Glucagon-like-protein 1 (GLP 1)
Gastrin inhibitory peptide (GIP)
Binds to GPCR’s
activated adenylyl cyclase
increases cAMP
Closure of beta cell K+ channels
Depolarisation
Calcium influx
insulin release
This is why insulin given orally results in higher insulin release than if same amount given IV.
Where is glucagon produced, what is its structure
Produced in alpha cells of pancreatic islets of langerhans throughout protelotytic cleavage of pre-proglucagon.
It is composed of 29 amino acids, arranged in a single polypeptide chain.
6 metabolic effects of glucagon
increases 5 things:
- glycogenolysis
-gluconeogenesis
-fatty acid oxidation
-ketogenesis
-uptake of amino acids
Decreases 1
- glycogen synthesis.
how does glucagon increase gluconeogenesis? 3 ways
- inhibits conversion of PEP back to pyruvate
-does this through phosphorylation of pyruvate kinase which prevents conversion of PEP back to pyruvate therefore allows for PEP to go down gluconeogenesis pathway. - Increases PEP carboxykinase synthesis
- allows for more conversion of oxaloacetate -> PEP for gluconeogensis. - Raises levels of Fructose 1-6 biphosphatase
-favours gluconeogenic pathway over glycolytic pathway.

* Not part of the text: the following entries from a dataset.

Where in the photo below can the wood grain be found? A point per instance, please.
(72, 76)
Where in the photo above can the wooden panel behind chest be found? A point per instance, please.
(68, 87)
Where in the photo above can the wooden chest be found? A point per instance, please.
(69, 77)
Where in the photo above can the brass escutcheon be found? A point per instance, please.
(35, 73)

How does type 1 diabetes (low insulin) result in ketoacidosis
Low levels /no insulin + lack of energy derived from glucose will result in disinhibition of hormone sensitive lipase in adipose tissue -> increased lipolysis -> excess acumulation of fatty acids in the liver -> liver processes these via FA beta oxidation -> Acetyl Co-A
Some of this Acetyl CoA is directed down the gluconeogenic pathway to produce glucose
Excess Acetyl Co-A enters the Ketogenic pathway which ultimately produces 3 main ketone body compounds:
-Acetoacetate
-3 hydroxybutyrate
-Acetone
The goals is for these to be taken up into the cells and re-converted back to Acetyl-COA and enter to TCA cycle to produce ATP.
However, as they circulate they release H+ thereby reducing the blood pH.

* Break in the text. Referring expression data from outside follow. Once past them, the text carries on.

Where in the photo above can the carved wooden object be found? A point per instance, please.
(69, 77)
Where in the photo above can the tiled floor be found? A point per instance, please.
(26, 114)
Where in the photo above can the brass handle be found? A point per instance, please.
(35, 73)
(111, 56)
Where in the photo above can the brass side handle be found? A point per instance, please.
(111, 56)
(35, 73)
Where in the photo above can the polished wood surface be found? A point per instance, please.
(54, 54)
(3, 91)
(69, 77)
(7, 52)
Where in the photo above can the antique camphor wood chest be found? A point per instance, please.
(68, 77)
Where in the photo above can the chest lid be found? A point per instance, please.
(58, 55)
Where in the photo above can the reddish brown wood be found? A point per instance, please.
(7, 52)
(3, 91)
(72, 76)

Ketoacidosis occurs when the rate of ketone body production exceeds the rate of ketone body use.
Outline to ketongenic pathway
2 x Acetyl Co-A -> Acetoacetyl Co A (Thiolase)
Acetoacetyl CoA -> HMG Co A (HMG Co A Synthase)
HMG Co A -> Acetoacetate (HMG Co A Lyase)
Acetoacetate can enter blood and spontaneously decarboxylate to form acetone (released in breath) or for 3-hydroxybutyrate.
5 clinical signs of ketoacidosis
Tachycardia
Hypotension
Kussmaul breathing
Arrythmias
Dehydration (reduced skin turgor/ dry mucous membranes)
3 factors that contribute to diabetic neuropathy
- AGE - Rage
-causes basement membrane thickening, pro-inflammatory cytokine release, endothelial dysfunction, ROS production. - Increase in intracellular sorbitol
- increased uptake of glucose which is then metabolised to form sorbitol by aldose reduction -> water influx/oxidative damage.
- In diabetes, this occurs in tissues that don’t require insulin for glucose uptake: lens, nerves, vessels, kidneys - Protein kinase C activation
- hyperglycemia causes increased intracellular diacyglycerol (DAG) which leads to activation of protein kinase c -> NADPH activity causes oxidative stress. Also causes increased VEGF release.